Ecartelé entre ses pressants besoins en énergie et l’activisme chinois, Duterte semble aujourd’hui pencher vers la solution chinoise, pourtant très impopulaire aux Philippines, de l’exploitation partagée des ressources du haut-fond. A la mi-mai, il était à nouveau en Chine invité au séminaire sur les nouvelles routes de la soie. Coïncidence, la réunion avait lieu durant le créneau de la 33e édition de l’exercice militaire annuel conjoint entre Manille et Washington, baptisé « Balikatan ».

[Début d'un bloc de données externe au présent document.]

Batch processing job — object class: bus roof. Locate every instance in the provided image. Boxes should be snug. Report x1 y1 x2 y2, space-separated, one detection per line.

L’autre aspect du paradoxe des déclarations très antiaméricaines de Durterte est en effet que Manille est toujours un allié militaire de Washington, dont l’expression la plus emblématique fut la tenue du 8 au 19 mai 2017 d’un des grands exercices militaires américains en Asie. il est vrai que pour tenir compte de la sensibilité de plus en plus pointilleuse de Pékin, les organisateurs avaient mis de l’eau dans leur vin.

Contrastant avec le thème de 2016 qui était de s’exercer à une riposte après une tentative d’invasion de l’archipel, ceux de cette année, moins polémiques, furent les réactions aux catastrophes naturelles et le contre terrorisme.

Ce dernier thème tombait à point nommé, compte tenu de la persistance de la menace des Islamistes d’Abu Sayyaf à Mindanao où Duterte a déclaré la loi martiale, craignant que l’île, grande comme la Corée du sud, peuplée de 21 millions d’habitants ne devienne le point de ralliement des Islamistes malaisiens et indonésiens. Le 23 mai, à Marawi qui s’était déclaré « ville islamique » en 1980, des groupes se réclamant du Dhihad et de l’Etat Islamiqueont ont brûlé une église tout en prenant contrôle de l’hôpital et d’un poste de police.

Ajoutant à l’ambiguïté de Manille, expression de ce qui est peut-être une stratégie à deux faces du président philippin, le maintien des exercices annuels ménage l’allié américain, seule marge de manœuvre contre la stratégie invasive de Pékin, visant, au prix de concessions de façade, à s’approprier les ressources, puis sous le masque de l’apaisement, à concéder le partage de leur exploitation.

Enfin, carte sauvage pouvant limiter la portée de la bascule stratégique de Manille vers Pékin et Moscou contre Washington, aux Philippines, l’opinion est loin d’être dans les mêmes dispositions que Duterte à l’égard des États-Unis et de la Chine. Selon une enquête de Pew Research Center de 2015, les Philippines sont le pays au monde où l’adhésion à l’Amérique est la plus marquée.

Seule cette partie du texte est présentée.